XIX. yüzyılda disiplinin kuruluşu için temel teşkil eden en önemli gelişmelerden biri de 1859’da Oxford’da uluslararası hukuk ve diplomasi profesörlerinin öncülüğünü yaptığı Chichele Chair of International Law and Diplomacy kürsüsünün kurulmasıdır.

Bu gelişmenin hemen ardından 1869'da ilk uluslararası hukuk dergisi Rolin Jacquemyns editörlüğünde yayın hayatına başladı.

Yine bu gelişmelerin bir uzantısı olarak, 1903 yılında American Political Science Association’ın (APSA) tesis edildiğini belirten Schmidt, APSA’nın uluslararası hukuk ve uluslararası politika, emperyalizm ve kolonyal yönetimlerle ilgili çalışmalarda önemli katkılarda bulunduğunu ifade etmiştir.

Olson ve Groom’a göre, 1900 yılında Paul S. Reinsch tarafından kaleme alınan ‘World Politics at the End of the Nineteenth Century’ adlı çalışma doğrudan Uluslararası İlişkiler’e yönelik ilk çalışma niteliğini taşımaktadır.

Yine Uluslararası İlişkiler çalışmalarına büyük oranda yer veren ilk dergi olan International Conciliation ve ayrıca Journal of Race Development 1911 yılında yayın hayatına başlamıştır.

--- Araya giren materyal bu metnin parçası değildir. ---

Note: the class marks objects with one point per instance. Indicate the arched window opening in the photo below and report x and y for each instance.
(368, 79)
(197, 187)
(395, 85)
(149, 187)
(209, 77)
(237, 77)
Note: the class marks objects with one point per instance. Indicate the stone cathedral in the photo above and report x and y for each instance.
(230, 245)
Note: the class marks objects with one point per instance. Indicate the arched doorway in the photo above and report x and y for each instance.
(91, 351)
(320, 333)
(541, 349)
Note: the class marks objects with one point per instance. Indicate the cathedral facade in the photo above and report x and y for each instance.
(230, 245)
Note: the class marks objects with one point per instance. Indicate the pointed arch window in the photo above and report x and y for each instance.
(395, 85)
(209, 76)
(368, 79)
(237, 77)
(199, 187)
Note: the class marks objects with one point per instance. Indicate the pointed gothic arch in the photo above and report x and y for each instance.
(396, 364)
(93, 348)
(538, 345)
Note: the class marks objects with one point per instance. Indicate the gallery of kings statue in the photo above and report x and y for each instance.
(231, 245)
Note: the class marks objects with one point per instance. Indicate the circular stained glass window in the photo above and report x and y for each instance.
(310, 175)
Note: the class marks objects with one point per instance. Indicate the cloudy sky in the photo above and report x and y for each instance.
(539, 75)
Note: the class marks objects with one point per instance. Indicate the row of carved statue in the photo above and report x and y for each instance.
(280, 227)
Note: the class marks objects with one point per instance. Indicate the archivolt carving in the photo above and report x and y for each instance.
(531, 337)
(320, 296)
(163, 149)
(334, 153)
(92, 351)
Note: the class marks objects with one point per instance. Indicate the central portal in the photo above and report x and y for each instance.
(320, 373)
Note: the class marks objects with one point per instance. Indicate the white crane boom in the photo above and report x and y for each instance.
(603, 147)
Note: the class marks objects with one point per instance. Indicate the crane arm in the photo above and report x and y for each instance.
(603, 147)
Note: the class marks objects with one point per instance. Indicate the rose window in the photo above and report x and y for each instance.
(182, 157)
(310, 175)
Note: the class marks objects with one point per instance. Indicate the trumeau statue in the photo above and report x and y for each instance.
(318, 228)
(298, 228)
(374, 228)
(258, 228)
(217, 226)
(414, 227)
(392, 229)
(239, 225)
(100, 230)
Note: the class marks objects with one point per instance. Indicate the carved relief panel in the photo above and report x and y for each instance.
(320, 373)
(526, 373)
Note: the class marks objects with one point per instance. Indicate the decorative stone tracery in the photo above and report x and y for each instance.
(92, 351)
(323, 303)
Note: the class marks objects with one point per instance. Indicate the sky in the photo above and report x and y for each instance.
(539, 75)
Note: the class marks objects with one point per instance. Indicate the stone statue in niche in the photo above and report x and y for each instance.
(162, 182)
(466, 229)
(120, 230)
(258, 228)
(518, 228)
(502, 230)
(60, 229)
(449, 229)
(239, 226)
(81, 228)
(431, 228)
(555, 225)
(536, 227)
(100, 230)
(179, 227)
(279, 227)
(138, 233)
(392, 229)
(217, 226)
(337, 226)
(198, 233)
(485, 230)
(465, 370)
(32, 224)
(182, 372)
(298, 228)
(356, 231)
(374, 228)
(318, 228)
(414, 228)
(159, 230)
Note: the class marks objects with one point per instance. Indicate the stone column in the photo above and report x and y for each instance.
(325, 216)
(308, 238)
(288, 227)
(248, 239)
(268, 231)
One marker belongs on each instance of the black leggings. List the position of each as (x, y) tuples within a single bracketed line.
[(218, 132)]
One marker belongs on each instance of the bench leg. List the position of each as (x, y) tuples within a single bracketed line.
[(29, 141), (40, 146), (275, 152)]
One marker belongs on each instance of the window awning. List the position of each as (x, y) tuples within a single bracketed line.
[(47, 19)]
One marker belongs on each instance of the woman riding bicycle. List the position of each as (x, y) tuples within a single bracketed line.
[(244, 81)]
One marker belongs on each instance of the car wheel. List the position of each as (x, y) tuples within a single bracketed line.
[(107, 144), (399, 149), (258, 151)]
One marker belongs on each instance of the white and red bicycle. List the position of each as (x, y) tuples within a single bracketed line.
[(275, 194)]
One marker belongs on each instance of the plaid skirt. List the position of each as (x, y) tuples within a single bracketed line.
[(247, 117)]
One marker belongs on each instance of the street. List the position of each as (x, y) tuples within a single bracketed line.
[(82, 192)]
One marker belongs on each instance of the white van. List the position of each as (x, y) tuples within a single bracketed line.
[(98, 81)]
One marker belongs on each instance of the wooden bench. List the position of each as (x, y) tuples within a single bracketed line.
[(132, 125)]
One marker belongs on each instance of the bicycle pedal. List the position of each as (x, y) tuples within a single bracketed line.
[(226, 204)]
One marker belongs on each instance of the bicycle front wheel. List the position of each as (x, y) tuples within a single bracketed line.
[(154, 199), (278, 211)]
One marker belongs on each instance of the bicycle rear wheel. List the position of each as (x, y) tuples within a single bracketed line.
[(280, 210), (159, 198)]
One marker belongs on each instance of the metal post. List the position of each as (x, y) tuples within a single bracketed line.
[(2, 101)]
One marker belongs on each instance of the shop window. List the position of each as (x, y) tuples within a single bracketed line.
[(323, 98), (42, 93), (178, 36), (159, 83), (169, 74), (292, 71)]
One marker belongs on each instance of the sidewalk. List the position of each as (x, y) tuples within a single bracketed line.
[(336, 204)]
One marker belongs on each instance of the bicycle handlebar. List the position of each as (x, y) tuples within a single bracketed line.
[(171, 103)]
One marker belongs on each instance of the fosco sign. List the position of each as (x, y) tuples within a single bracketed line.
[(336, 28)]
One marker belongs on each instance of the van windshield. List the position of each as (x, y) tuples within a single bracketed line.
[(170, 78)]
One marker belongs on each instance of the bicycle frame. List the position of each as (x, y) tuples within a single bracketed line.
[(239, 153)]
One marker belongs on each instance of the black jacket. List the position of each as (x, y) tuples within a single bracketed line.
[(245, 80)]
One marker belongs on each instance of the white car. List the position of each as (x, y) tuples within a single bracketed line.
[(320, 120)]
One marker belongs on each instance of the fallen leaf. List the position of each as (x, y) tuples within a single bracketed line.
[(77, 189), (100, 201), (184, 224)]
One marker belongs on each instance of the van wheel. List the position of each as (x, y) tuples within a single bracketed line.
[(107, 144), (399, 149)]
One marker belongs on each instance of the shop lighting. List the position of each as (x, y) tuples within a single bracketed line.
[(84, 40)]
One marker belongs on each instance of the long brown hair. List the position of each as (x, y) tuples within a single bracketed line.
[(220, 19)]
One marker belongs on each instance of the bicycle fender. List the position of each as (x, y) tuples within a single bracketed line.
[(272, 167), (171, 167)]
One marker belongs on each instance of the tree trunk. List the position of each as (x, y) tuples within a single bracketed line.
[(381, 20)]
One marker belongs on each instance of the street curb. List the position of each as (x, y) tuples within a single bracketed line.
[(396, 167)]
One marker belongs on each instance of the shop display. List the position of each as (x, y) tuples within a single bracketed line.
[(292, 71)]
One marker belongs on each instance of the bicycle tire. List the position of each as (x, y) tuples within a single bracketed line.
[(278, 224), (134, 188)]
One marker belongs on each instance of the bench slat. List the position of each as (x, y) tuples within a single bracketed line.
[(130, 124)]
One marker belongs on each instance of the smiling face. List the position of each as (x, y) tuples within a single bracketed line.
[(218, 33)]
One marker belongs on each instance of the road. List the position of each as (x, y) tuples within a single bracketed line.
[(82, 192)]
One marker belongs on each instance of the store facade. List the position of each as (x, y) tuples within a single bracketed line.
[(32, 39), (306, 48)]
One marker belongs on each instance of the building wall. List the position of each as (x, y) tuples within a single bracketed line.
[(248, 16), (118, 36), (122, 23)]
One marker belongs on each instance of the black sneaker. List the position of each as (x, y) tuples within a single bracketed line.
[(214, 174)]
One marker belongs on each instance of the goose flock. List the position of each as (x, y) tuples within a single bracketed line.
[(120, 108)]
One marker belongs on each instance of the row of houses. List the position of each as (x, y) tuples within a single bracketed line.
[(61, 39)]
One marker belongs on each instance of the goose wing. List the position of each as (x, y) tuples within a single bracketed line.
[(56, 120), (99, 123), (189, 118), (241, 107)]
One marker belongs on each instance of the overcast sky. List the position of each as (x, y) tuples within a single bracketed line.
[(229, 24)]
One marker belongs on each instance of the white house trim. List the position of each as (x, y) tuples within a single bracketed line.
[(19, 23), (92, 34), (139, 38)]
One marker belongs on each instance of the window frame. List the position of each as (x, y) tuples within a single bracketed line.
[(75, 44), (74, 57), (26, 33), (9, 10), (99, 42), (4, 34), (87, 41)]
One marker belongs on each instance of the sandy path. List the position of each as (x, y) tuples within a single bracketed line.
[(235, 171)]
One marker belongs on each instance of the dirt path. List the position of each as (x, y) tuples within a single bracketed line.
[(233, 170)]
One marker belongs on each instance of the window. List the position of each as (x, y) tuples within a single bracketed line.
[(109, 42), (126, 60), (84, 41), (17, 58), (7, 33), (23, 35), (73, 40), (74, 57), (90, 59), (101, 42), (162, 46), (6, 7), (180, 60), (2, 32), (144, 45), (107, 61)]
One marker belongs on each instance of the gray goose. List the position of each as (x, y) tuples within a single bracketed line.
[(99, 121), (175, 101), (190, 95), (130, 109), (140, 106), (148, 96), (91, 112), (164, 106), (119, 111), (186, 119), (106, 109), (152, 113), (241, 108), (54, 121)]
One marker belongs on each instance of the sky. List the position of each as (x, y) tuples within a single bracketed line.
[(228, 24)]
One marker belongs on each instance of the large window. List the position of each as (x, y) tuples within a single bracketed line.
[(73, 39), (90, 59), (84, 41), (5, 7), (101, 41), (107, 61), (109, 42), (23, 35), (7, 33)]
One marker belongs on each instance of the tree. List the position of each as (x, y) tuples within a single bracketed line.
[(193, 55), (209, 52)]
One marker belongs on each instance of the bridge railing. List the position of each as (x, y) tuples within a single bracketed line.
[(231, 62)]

Bu sürecin bir parçası olarak, 1910 yılında Edwin Ginn tarafından Boston’da kurulan International School of Peace, savaş ve savaşın yıkıcılığı konusunda insanları bilinçlendirmeyi ve uluslararası barışı tesis etmeyi kurucu misyon olarak benimsemişti. Bu okul daha sonra World Peace Foundation’a dönüştürüldü.

Aynı dönemde İngiltere’de 1913 yılında British League of Nations Society ve Union for Democratic Control, 1915 yılında The American League to Enforce Peace, savaş henüz sona ermemişken 1916 yılında Hollanda’da Organisation Centrale pour une Paix Durable ve aynı yıl Fransa’da Association de la Paix par le Droit kuruldu.

Savaşın sona ermesinden önceki son büyük gelişme ise Uluslararası İlişkiler adını taşıyan ilk kitabın basılmasıydı. Bu kitap 1916 yılında Arthur Greenwood, A. J. Grant, J. Hughes, J. D. Kerr, F. Urquhart, derlemesi olan ‘An Introduction to the Study of International Relations’ adıyla yayımlandı.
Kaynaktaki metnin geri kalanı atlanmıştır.